Lệ Thu gradually became a prominent singer in Saigon. From 1968 to 1971, her singing career was one of the factors that brought visitors to the Queen Bee, Tu Do and Ritz discos. In 1968, she joined the program Jo Marcel at Queen Bee discotheque. In addition to sing every night, she also signed a contract to record audio tapes for Jo Marcel, starting the golden age of her singing life. In 1969, Lệ Thu with the program Jo Marcel moved to Ritz on Tran Hung Dao Street. In 1970, she returned to Tu Do discotheque until it was destroyed by the Viet Cong Forces more than a year later.

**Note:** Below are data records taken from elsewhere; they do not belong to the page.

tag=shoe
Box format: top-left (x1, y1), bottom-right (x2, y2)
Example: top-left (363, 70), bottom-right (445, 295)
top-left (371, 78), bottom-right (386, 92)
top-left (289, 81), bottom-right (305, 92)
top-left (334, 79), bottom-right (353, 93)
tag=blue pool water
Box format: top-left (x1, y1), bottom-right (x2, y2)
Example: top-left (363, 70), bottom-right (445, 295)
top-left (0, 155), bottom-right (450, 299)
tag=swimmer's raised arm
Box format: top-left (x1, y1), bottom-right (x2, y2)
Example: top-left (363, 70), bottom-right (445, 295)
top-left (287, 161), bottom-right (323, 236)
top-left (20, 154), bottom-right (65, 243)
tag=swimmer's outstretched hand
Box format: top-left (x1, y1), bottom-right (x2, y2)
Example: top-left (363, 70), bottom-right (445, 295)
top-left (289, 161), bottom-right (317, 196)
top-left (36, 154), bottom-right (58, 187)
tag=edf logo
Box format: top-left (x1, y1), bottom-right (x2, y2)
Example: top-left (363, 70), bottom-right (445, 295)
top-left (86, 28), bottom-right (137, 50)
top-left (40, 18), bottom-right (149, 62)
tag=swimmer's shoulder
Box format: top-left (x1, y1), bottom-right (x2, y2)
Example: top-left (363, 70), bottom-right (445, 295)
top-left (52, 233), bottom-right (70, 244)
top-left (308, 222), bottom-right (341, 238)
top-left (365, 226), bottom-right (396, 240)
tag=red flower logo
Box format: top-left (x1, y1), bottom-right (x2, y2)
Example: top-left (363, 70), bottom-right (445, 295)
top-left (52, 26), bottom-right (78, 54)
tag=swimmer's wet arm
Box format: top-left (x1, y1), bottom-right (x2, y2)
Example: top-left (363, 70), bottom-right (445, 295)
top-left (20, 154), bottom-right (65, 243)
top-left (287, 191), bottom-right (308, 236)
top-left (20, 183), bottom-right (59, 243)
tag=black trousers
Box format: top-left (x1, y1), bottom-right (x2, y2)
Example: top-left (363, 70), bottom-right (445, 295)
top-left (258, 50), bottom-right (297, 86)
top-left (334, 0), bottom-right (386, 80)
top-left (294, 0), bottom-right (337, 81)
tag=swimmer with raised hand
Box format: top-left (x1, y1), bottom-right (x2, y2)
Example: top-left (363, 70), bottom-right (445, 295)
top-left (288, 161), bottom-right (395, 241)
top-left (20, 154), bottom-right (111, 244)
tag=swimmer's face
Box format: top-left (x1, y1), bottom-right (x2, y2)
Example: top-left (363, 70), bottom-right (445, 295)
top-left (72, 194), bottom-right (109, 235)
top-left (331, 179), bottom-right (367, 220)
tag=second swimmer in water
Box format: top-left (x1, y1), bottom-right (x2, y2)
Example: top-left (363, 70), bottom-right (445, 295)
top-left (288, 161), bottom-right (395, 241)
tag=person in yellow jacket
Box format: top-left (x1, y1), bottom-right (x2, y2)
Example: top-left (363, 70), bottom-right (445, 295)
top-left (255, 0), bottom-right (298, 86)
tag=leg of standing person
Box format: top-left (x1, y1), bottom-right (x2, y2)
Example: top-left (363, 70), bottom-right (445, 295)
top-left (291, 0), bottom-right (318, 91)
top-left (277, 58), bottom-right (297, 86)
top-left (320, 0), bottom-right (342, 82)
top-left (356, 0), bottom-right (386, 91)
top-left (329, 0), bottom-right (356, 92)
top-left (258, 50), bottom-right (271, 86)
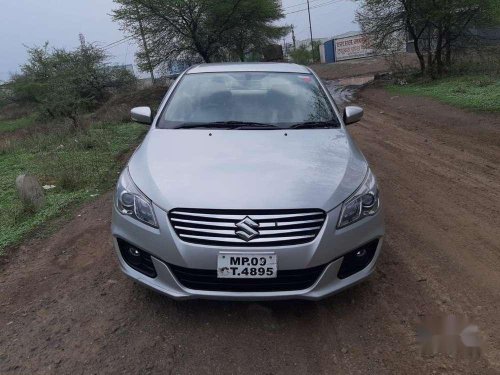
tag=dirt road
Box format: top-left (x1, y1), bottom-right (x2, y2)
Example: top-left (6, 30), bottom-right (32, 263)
top-left (0, 88), bottom-right (500, 375)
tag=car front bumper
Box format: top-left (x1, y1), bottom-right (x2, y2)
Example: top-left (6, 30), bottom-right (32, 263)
top-left (112, 203), bottom-right (384, 301)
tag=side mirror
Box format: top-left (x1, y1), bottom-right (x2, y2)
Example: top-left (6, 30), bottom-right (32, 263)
top-left (344, 106), bottom-right (363, 125)
top-left (130, 107), bottom-right (153, 125)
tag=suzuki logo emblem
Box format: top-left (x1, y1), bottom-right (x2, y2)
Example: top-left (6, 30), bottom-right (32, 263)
top-left (235, 216), bottom-right (259, 242)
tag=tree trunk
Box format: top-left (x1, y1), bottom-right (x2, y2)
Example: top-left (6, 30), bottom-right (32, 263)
top-left (435, 27), bottom-right (443, 76)
top-left (445, 30), bottom-right (451, 67)
top-left (413, 38), bottom-right (425, 75)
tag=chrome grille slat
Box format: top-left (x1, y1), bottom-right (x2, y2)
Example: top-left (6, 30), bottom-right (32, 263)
top-left (171, 211), bottom-right (318, 221)
top-left (168, 208), bottom-right (326, 247)
top-left (174, 225), bottom-right (321, 236)
top-left (180, 234), bottom-right (316, 243)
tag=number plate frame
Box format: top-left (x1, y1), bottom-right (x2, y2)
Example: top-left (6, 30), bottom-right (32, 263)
top-left (217, 252), bottom-right (278, 279)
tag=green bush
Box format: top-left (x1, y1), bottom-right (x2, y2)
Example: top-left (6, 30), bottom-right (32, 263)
top-left (7, 42), bottom-right (135, 128)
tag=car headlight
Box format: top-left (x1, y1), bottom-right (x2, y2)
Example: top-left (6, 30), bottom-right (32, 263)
top-left (337, 169), bottom-right (380, 228)
top-left (115, 168), bottom-right (158, 228)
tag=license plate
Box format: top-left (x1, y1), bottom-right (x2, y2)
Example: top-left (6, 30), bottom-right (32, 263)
top-left (217, 253), bottom-right (278, 279)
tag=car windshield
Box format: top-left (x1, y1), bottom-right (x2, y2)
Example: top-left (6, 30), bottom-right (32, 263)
top-left (157, 72), bottom-right (340, 129)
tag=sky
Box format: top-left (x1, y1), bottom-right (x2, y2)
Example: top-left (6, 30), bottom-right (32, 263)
top-left (0, 0), bottom-right (359, 81)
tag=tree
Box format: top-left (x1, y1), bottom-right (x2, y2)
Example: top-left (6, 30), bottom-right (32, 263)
top-left (113, 0), bottom-right (288, 70)
top-left (7, 39), bottom-right (135, 128)
top-left (357, 0), bottom-right (500, 77)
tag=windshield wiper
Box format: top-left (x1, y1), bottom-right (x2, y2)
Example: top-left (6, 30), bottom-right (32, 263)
top-left (290, 121), bottom-right (340, 129)
top-left (174, 121), bottom-right (280, 129)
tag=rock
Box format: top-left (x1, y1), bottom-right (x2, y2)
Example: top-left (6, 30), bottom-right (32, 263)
top-left (16, 174), bottom-right (45, 211)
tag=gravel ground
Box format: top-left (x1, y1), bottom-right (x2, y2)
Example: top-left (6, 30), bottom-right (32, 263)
top-left (0, 88), bottom-right (500, 375)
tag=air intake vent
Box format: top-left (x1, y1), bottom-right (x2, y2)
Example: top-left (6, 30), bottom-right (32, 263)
top-left (169, 208), bottom-right (326, 247)
top-left (169, 265), bottom-right (326, 292)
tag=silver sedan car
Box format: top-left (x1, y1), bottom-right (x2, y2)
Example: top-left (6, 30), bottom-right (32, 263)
top-left (112, 63), bottom-right (384, 300)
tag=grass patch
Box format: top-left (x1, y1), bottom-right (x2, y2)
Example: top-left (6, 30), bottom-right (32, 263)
top-left (387, 75), bottom-right (500, 112)
top-left (0, 115), bottom-right (35, 133)
top-left (0, 123), bottom-right (147, 254)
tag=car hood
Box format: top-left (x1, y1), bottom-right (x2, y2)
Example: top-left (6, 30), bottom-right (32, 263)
top-left (129, 129), bottom-right (368, 211)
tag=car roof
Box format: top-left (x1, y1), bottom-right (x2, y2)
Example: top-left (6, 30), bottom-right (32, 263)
top-left (186, 63), bottom-right (311, 74)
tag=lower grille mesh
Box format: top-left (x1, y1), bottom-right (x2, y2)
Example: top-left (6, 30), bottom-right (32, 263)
top-left (169, 208), bottom-right (326, 247)
top-left (169, 265), bottom-right (326, 292)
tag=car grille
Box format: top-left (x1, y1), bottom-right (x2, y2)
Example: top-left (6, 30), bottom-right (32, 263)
top-left (169, 208), bottom-right (326, 247)
top-left (169, 265), bottom-right (326, 292)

During the Vietnam War, on April 28, 1975, Lệ decided to escape from her country and attempted to fly to California. Before that, her first marriage broke down. She married journalist Hong Duong, and later divorced but in November 1979, she and her youngest daughter crossed the sea to the refugee camp in Pulau Bidong, Malaysia, then flew to the United States in around the following year. Two years later, her two oldest daughters also crossed the border and reunited with her in Southern California. While she was in the United States, she continued to perform with the Vietnamese community together with the audience in a special performance held by musician Nam Loc in Beverley Hills. After that, she collaborated with discos like Tu Do, Lang Van and Maxim's. In 1981, Thu performed her first music tape overseas, titled "Sing on the road to death". Next were the tapes of Thu singing to people, including many songs that are associated with her name.

After the children grew up and got married, Lệ Thu spent most of her life alone in Fountain Valley, California. In 2007, she returned to Vietnam to perform memorialising the late composer Trịnh Công Sơn.

She died from COVID-19 at Orange Coast Memorial Hospital in Fountain Valley on January 15, 2021, during the COVID-19 pandemic in California. She was 77 years old.

==See also==
She is to be distinguished from the female poet Lệ Thu (b. 1940).